We faced the same issue. (Our use case is taking pictures of credit cards with an overlay with the same size as a card). The main problem is that the camera preview's proportions are always the same (4:3) in every device but different phones have different screen proportions (iPhone 4s vs iPhone 5, for example) so the preview's need to be fitted differently and that makes putting an overlay and cropping that very difficult.
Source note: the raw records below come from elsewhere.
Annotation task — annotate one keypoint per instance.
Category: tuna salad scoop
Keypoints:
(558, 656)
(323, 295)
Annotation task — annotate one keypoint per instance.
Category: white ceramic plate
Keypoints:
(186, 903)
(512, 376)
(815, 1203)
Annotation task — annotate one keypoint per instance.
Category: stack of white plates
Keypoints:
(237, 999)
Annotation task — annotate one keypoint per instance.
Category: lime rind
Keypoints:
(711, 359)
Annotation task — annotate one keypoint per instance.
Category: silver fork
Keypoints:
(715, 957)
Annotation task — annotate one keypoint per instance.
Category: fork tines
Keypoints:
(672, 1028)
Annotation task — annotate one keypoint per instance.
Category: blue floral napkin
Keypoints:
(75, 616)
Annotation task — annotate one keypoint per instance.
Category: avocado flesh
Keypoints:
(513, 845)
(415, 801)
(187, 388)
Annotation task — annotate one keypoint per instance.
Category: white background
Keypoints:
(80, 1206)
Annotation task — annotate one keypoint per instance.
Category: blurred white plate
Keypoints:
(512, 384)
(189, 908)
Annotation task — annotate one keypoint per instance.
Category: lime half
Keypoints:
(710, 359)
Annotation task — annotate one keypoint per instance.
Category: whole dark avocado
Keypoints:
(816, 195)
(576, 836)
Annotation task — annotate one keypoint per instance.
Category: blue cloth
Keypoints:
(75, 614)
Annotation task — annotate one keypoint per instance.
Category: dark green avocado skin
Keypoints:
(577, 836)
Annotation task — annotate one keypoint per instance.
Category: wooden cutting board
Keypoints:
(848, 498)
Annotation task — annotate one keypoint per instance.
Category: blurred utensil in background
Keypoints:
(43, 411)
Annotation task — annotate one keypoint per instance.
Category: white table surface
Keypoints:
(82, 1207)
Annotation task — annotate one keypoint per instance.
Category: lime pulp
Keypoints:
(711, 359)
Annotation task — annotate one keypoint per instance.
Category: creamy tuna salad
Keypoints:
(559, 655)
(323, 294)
Our solution was (the code is somewhat messy and hacky, sorry):

    // Adjust camera preview to be a little bit more centered instead of adjusted to the top
    CGSize screenSize = [[UIScreen mainScreen] bounds].size;
    float cameraAspectRatio = 4.0 / 3.0;
    float imageHeight = screenSize.width * cameraAspectRatio;
    float verticalAdjustment;
    if (screenSize.height - imageHeight <= 54.0f) {
        verticalAdjustment = 0;
    } else {
        verticalAdjustment = (screenSize.height - imageHeight) / 2.0f;
        verticalAdjustment /= 2.0f; // A little bit upper than centered
    }
    CGAffineTransform transform = self.cameraController.cameraViewTransform;
    transform.ty += verticalAdjustment;
    self.cameraController.cameraViewTransform = transform;

    CGRect previewFrame = CGRectMake(0, verticalAdjustment, screenSize.width, imageHeight);
    CardPhotoView *overlayView = [[CardPhotoView alloc] initWithFrame:CGRectMake(0, 0, screenSize.width, screenSize.height) widthPercentageOfCamera:self.widthPercentageOfCamera previewFrame:previewFrame];
    self.overlayView = overlayView;

    self.overlayView.delegate = self;
    self.overlayView.useViewport = YES;
    [self.overlayView setCameraReady:NO];

    [[NSNotificationCenter defaultCenter] addObserver:self selector:@selector(cameraIsReady:) name:AVCaptureSessionDidStartRunningNotification object:nil];

    self.cameraController.showsCameraControls = NO;
    self.cameraController.navigationBarHidden = YES;
    self.cameraController.toolbarHidden = YES;
    self.cameraController.cameraOverlayView = self.overlayView;

    [self presentViewController:self.cameraController animated:NO completion:nil];

Explanation:

self.cameraController is a UIImagePickerController. CardPhotoView is a view subclass that draws the overlay, it takes the preview frame to know exactly where the preview will be positioned (some devices will have black bars on top and bottom, some won't). It also takes a width percentage to add a little padding to the cropping window. Also, we have hidden all default camera controls and we have implemented some buttons that will do the work for us. Those buttons are added in the CardPhotoView class and they are drawn taking into account where the preview frame is.